Wyoming is Growing, Where Are the New Residents Moving From?
“Employment opportunities have always been the driving factor for Wyoming’s migration trend, but the pandemic played a significant role in 2020. Many people chose to relocate to less populated, lower cost areas during the pandemic, and the increased availability of remote work made this possible.” ~ State of Wyoming Department of Administration & Information
The largest net migration to Wyoming during the pandemic was from California (1,391), followed by Colorado (1,233) and New York (298) read a recent report from the State Department of Administration & Information.
Wyoming also added over 100 residents from Illinois, North Dakota, Oregon, and Washington, respectively. Idaho led Wyoming’s net outmigration with 547 more people switching residency. Arizona, Texas, Montana, and Florida also gained at least 200 residents each from Wyoming.
In recent years, the annual number of migrants who moved into or out of Wyoming was double the national average.
“Americans may move many times during their adult lives due to factors such as a job change, education, change of household or family, change in financial status, retirement, access to amenities, or just a change in lifestyle,” said Dr.

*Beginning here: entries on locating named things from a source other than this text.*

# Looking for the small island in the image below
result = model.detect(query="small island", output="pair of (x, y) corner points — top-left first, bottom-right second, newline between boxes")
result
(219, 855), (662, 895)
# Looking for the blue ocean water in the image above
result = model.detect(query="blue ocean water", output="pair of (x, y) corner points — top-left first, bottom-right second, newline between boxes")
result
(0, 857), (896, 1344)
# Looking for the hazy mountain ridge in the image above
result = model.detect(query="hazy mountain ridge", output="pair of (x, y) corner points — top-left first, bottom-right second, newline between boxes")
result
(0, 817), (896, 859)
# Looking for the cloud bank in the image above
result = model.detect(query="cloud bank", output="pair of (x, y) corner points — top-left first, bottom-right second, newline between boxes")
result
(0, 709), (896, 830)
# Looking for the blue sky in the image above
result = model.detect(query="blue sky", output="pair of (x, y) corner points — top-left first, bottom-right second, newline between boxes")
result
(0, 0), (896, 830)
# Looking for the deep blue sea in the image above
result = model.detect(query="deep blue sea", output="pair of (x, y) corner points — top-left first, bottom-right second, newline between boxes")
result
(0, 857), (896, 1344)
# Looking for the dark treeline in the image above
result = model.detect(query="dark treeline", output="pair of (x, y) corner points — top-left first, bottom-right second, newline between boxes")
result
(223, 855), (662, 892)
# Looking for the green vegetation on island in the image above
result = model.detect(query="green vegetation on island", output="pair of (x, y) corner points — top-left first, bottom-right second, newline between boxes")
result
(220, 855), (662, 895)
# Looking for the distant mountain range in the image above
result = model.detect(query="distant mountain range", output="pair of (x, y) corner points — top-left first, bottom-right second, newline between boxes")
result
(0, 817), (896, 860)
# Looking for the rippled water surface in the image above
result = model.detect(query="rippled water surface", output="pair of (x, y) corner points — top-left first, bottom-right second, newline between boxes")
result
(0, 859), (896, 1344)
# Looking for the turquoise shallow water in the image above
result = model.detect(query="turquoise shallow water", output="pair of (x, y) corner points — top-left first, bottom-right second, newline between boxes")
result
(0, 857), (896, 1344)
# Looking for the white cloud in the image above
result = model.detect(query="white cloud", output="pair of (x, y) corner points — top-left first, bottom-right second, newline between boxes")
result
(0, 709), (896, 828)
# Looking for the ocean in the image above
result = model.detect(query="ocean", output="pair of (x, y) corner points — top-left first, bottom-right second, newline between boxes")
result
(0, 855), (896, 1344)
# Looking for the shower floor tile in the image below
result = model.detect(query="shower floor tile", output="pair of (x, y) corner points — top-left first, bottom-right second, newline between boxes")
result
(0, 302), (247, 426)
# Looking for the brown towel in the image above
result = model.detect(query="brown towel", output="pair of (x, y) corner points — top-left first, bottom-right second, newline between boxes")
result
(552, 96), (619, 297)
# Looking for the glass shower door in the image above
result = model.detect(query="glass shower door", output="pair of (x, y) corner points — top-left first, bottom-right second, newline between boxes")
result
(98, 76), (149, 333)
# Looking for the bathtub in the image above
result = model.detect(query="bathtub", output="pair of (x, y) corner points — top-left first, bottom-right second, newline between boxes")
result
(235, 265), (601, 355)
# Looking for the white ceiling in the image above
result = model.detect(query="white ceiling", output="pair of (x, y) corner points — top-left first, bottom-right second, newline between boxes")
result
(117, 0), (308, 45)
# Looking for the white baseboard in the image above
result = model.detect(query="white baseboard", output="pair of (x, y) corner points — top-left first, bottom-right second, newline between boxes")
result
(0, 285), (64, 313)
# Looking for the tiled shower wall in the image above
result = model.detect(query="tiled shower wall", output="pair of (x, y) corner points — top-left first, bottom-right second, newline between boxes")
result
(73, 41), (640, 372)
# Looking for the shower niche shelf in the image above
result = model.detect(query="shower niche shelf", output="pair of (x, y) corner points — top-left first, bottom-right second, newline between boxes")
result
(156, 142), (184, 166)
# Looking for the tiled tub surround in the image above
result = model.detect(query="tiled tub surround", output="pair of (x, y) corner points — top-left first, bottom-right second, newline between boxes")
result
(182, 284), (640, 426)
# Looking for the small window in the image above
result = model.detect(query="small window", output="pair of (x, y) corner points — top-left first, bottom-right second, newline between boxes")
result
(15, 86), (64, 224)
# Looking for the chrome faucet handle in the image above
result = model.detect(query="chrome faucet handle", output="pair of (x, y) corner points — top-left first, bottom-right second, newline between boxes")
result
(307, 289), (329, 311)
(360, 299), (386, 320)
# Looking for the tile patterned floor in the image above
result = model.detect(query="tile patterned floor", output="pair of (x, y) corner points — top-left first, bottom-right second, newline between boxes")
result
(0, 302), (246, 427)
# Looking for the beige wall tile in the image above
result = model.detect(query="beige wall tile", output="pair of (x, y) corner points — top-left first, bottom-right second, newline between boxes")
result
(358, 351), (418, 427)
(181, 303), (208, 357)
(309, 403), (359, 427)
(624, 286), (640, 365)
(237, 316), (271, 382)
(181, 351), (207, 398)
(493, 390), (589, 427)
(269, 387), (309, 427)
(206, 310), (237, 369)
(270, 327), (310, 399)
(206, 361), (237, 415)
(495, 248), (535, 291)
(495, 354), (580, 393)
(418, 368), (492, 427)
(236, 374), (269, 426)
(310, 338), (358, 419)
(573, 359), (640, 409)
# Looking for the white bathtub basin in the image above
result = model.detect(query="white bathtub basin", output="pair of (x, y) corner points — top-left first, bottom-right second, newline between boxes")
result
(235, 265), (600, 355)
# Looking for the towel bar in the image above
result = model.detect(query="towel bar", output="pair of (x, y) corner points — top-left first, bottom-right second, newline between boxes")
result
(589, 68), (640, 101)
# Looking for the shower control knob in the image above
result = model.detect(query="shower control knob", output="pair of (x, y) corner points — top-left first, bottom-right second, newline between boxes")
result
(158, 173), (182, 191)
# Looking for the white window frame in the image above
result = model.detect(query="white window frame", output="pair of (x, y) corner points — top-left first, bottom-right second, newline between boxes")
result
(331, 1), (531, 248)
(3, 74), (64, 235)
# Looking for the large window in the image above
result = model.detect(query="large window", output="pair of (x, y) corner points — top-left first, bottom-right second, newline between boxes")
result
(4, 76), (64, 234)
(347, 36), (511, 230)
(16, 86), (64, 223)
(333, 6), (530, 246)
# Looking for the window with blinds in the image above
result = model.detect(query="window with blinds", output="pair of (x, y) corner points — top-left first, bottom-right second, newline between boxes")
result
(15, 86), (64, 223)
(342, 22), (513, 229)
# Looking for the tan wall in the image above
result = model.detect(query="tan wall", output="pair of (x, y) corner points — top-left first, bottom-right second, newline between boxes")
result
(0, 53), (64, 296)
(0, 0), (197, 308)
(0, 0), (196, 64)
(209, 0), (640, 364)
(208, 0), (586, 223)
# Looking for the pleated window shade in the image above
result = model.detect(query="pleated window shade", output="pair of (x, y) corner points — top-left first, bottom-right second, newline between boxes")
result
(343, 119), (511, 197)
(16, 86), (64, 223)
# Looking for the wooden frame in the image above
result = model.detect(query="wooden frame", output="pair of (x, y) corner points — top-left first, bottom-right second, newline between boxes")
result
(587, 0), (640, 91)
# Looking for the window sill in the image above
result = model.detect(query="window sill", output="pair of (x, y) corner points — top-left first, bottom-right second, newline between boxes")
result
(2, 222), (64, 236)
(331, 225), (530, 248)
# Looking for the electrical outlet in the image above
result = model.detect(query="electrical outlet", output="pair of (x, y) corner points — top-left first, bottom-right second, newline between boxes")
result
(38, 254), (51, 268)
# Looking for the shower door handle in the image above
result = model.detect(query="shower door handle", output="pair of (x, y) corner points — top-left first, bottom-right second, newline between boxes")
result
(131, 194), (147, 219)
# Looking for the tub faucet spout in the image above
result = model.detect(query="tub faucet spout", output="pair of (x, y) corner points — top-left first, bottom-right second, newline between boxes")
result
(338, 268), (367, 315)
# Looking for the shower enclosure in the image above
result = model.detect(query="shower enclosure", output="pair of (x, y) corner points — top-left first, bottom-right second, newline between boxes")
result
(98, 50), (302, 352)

Wenlin Liu, Chief Economist with the State of Wyoming, Economic Analysis Division.
IRS numbers show that the state experienced a positive net migration (inflow minus outflow) of roughly 1,400 persons between 2019 and 2020.
This is a reversal from the many years the state endured more people leaving than moving in.

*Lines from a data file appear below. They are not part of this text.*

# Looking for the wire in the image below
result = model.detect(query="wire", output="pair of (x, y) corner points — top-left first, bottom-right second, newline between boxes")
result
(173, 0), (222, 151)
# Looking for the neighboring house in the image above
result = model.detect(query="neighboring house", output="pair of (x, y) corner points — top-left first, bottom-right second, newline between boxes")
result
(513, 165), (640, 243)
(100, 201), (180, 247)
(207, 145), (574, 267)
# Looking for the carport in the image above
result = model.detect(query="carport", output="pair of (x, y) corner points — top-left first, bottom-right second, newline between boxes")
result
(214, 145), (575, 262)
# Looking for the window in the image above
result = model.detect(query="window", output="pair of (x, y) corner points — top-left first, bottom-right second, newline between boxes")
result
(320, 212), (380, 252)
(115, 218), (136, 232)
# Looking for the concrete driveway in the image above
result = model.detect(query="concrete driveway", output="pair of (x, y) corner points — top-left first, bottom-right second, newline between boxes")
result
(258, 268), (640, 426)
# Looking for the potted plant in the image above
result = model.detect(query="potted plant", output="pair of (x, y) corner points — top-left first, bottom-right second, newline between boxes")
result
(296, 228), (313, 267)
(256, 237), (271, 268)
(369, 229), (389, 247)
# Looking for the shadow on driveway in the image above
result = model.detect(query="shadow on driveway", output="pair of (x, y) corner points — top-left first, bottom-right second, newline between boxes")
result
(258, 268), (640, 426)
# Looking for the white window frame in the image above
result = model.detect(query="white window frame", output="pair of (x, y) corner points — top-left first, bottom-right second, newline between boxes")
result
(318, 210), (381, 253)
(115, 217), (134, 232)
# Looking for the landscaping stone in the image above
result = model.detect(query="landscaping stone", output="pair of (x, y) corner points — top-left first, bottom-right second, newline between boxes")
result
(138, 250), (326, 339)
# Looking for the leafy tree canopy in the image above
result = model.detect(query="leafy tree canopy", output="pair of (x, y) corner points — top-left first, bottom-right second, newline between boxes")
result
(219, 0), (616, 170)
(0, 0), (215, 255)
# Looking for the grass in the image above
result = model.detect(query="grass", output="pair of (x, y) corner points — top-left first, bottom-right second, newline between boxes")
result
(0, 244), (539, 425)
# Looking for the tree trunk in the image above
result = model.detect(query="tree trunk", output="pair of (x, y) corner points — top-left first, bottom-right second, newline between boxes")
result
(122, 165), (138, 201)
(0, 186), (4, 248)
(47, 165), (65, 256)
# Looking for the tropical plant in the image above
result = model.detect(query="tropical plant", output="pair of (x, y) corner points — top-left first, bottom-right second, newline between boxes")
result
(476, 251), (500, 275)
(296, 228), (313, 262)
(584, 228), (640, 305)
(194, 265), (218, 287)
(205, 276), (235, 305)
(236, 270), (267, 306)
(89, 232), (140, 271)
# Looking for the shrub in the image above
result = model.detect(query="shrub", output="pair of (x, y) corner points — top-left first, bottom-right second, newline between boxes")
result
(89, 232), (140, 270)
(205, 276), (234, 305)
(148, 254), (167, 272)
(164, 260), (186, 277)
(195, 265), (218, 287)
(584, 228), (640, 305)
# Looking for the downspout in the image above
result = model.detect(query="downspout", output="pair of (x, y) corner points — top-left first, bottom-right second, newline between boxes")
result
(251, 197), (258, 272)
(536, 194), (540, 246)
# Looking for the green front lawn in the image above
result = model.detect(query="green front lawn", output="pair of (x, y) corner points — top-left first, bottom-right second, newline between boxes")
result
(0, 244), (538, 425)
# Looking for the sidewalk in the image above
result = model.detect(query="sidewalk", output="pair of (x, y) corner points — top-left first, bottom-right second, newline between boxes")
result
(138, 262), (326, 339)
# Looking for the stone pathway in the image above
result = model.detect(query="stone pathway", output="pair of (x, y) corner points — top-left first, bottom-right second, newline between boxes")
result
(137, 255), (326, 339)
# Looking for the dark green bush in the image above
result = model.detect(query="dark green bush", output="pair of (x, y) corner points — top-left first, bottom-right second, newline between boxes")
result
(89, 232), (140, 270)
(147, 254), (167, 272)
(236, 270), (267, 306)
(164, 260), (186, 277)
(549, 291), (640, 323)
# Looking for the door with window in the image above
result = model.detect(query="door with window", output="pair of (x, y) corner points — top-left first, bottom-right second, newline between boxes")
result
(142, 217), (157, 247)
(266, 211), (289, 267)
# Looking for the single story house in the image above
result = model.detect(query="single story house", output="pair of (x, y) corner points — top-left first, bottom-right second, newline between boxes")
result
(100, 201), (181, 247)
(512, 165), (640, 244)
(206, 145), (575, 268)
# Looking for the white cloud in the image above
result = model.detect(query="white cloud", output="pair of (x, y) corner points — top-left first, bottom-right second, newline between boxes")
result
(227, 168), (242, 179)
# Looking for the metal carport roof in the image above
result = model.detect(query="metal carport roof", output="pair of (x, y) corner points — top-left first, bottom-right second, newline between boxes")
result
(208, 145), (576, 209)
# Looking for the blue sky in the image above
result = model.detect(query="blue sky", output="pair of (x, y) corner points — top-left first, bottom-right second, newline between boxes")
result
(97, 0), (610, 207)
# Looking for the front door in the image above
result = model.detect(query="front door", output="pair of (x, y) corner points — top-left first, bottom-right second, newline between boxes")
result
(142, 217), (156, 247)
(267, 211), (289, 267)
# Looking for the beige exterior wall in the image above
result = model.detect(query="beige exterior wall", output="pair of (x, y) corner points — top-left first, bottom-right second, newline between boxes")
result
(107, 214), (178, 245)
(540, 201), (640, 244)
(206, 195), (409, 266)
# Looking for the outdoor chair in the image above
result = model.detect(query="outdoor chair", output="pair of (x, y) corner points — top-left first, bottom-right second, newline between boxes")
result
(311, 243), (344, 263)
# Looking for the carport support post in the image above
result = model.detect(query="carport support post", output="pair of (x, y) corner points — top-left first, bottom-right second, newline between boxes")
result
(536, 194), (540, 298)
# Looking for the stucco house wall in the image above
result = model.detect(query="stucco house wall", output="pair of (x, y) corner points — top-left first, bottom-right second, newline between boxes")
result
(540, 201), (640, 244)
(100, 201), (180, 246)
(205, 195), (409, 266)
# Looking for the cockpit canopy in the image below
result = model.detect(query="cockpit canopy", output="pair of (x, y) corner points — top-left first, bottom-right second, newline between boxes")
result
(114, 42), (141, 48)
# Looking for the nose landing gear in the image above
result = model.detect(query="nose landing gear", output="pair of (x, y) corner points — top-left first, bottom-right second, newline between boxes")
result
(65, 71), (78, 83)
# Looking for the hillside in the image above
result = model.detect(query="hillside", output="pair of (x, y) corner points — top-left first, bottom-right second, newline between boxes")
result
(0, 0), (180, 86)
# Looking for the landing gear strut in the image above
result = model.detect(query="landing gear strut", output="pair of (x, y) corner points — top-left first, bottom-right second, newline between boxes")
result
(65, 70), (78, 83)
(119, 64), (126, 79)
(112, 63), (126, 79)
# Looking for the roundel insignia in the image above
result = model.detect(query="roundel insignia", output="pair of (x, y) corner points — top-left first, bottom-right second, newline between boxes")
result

“Employment opportunities have always been the driving factor for Wyoming’s migration trend, but the pandemic played a significant role in 2020,” continued Dr. Liu.

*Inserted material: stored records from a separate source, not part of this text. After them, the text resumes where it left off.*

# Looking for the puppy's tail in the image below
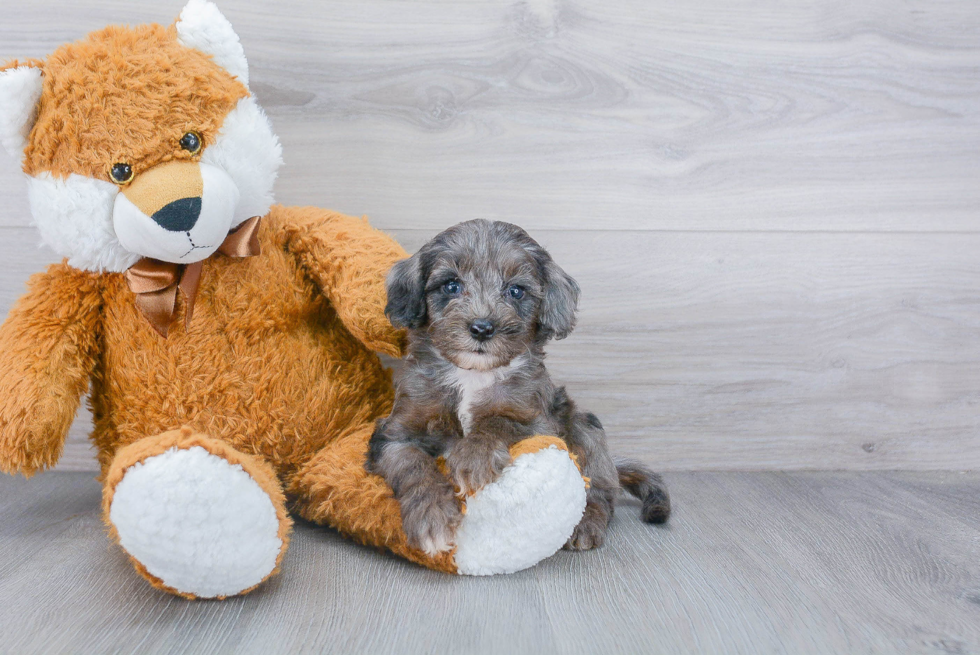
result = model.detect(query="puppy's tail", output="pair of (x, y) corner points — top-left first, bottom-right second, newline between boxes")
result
(616, 461), (670, 523)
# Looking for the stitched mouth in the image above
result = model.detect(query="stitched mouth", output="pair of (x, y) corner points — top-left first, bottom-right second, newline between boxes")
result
(178, 232), (208, 259)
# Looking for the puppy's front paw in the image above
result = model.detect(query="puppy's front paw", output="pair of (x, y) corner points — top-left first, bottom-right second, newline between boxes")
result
(401, 484), (463, 555)
(446, 439), (511, 495)
(565, 504), (609, 550)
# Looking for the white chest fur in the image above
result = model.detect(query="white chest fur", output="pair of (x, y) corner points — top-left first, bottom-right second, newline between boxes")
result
(449, 356), (526, 437)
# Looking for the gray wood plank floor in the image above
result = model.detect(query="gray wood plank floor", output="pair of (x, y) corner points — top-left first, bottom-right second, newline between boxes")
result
(0, 472), (980, 655)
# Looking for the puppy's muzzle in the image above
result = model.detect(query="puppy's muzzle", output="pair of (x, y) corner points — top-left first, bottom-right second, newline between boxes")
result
(123, 162), (204, 232)
(470, 318), (496, 341)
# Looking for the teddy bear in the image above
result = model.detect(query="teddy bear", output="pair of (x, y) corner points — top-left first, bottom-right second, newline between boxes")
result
(0, 0), (587, 598)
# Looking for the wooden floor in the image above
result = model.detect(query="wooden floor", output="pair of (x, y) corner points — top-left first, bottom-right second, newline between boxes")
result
(0, 471), (980, 655)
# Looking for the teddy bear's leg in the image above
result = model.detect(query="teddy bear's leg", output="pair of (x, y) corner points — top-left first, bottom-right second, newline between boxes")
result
(288, 423), (585, 575)
(287, 422), (456, 573)
(455, 436), (587, 575)
(102, 428), (292, 598)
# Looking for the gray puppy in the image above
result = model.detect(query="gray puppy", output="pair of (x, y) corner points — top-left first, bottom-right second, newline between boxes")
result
(367, 220), (670, 554)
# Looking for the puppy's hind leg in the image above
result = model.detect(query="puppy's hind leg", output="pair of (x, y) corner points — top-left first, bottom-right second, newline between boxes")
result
(555, 398), (619, 550)
(616, 461), (670, 523)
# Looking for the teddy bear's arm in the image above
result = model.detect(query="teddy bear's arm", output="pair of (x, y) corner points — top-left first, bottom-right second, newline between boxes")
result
(0, 264), (102, 476)
(283, 207), (408, 357)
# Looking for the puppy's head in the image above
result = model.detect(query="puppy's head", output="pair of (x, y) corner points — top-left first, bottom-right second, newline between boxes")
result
(385, 219), (579, 370)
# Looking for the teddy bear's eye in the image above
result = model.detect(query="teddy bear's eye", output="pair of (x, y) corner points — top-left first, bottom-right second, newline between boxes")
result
(180, 132), (202, 155)
(109, 163), (133, 184)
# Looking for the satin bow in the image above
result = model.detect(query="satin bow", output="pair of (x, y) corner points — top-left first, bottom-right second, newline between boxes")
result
(125, 216), (262, 339)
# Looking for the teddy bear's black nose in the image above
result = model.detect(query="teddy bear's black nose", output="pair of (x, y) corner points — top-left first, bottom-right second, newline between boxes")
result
(151, 198), (201, 232)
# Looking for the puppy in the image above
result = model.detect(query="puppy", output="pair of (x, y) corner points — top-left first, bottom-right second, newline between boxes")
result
(367, 220), (670, 554)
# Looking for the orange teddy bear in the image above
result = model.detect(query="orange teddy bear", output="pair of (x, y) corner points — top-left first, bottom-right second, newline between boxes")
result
(0, 0), (585, 597)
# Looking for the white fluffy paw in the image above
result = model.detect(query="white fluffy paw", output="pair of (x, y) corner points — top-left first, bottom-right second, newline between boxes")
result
(455, 446), (585, 575)
(109, 446), (283, 598)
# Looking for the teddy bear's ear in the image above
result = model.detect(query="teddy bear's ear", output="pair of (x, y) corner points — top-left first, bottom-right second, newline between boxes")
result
(175, 0), (248, 86)
(0, 66), (42, 160)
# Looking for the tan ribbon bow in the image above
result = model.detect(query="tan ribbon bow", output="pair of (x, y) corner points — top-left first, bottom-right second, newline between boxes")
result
(125, 216), (262, 339)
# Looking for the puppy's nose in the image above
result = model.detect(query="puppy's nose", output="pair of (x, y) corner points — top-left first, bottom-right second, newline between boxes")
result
(470, 318), (494, 341)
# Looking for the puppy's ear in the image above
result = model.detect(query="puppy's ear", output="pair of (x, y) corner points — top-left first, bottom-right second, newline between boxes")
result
(385, 254), (426, 330)
(538, 257), (579, 339)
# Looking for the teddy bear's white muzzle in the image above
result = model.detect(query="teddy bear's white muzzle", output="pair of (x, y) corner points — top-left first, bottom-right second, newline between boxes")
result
(112, 162), (240, 264)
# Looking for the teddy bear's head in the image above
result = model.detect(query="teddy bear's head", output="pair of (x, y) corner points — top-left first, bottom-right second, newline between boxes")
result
(0, 0), (282, 272)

“Many people chose to relocate to less populated, lower cost areas during the pandemic, and the increased availability of remote work made this possible.”
The average adjusted gross income (AGI) for Inflow Returns in 2020 was 92.6% higher than the Outflow Returns.
For migrant householders younger than 26 years old, the number of Outflows exceeded the number of Inflows. However, the number of Inflows was 19% percent higher than Outflows for householders between 45 and 64 years old, and was 9.2% higher for householders 65 years and over.
Migration data for the United States are produced by the Internal Revenue Service (IRS), Statistics of Income Division (SOI), and the tabulation is based on year-to-year address changes reported on individual income tax returns, combined with the number of personal exemptions or individuals.
These data are extracted from the IRS Individual Master File, which contains administrative information collected for every Form 1040, 1040A, and 1040EZ processed by the IRS.